A day before the Truth and Reconciliation Commission is set to release its highly-anticipated report on Canada’s residential schools, the national chief of the Assembly of First Nations said he hopes the report’s recommendations will be “respected, honoured and implemented.”

Perry Bellegarde said there is no point in producing the report if no one acts on it. He told a news conference Monday that he wants Canadians to put pressure on provincial and federal governments to improve the lives of aboriginal people and help build a “better relationship.”

“We have a shared history and we have a shared responsibility going forward,” he said.

Speaking to CTV’s Power Play later, he said he hoped the federal government would act. But if not, he said First Nations would mobilize for the fall election.

“Because if we do get out to vote, there are 51 ridings that could be affected,” he said.
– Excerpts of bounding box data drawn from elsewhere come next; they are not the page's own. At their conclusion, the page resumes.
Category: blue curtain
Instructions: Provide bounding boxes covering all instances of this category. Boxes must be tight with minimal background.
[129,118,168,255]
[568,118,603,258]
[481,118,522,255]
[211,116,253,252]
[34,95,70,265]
The TRC’s final report on the residential school system will be released Tuesday. The commission has been travelling the country for nearly six years, collecting testimony from thousands of survivors of the residential school system, many of whom were physically and sexually abused.

Bellegarde echoed Supreme Court of Canada Justice Beverly McLachlin and others who have called the residential schools a form of “cultural genocide.”

He said that residential schools and the Indian Act have “really hurt our people.”

“The cultural genocide via the residential schools was basically a recognition from the government, the Crown that indigenous peoples were pagan and savages,” he said.

Asked whether he hopes for the inclusion of the term “cultural genocide”in the report, Bellegarde said people shouldn’t shy away from it.

“It’s a very important word because everyone was scared to use that word in the past … but the definition does fit.”

Justice Murray Sinclair, the chair of the Truth and Reconciliation Commission, told CTV’s Question Period that the report will show the residential school system had an impact on nearly all of the social markers used to measure the state of affairs for aboriginal people in Canada.

Bellegarde said that governments now must “close the gap” and address the ongoing problems plaguing First Nations communities, including poverty, lack of education, poor housing conditions and efforts to secure justice for missing and murdered aboriginal women. 

“When we close the gap, that’s good for everybody,” Bellegarde told reporters in Ottawa. “When we win, everybody will win.”

He also said the impact of residential schools on aboriginal people should be taught in all Canadian schools.

Historian John Milloy, who described the horrors of the residential school system in his book, “A National Crime,” said he’s looking for a “blueprint for steps that can be taken toward reconciliation.”

Rodney Seward, a man of Coast Salish decent, told CTV Power Play that his grandfather’s painful experiences in a residential school affects him too.

“I haven’t gotten to know my grandparents the way I should have,” he said, with his grandfather Glen Seward sitting in the studio beside him.

Rodney Seward also said that his language had been decimated and that he’d like to see it brought back to life.

Glen Seward said he hoped “something good” will come out of the commission, but that “there won’t be enough compensation for what they (did) to us in the school.”

Milloy told CTV’s News Channel he hopes the report will “take Canada in a new and certainly much more positive direction than we have been going for over a century.”

Milloy said the report is expected to gather most of the available documents relating to the abuse and neglect suffered by aboriginal children in the school system, as well as “a huge oral databank” detailing their often horrific experiences.

During question period in the House of Commons Monday, opposition parties demanded to know how the Conservative government will respond to calls for action from aboriginal communities.

Aboriginal Affairs Minister Bernard Valcourt noted that Prime Minister Stephen Harper formally apologized in 2008 to aboriginal people and residential school survivors on behalf of the Canadian government.

Valcourt also said the government welcomes the work of the Truth and Reconciliation Commission and looks forward “to receiving the full report in order to be able to fully understand and respond to the recommendations.”

NDP MP Romeo Saganash, a survivor of the residential school system, later delivered an emotional statement in the House calling for change in the wake of the TRC report.

“Change and reconciliation go together,” he said, noting that reconciliation is not possible “in the absence of justice.”

He said the work of the Truth and Reconciliation Commission was the first chance for many survivors and witnesses to come together and share their stories.

“We are still here. We made it,” he said.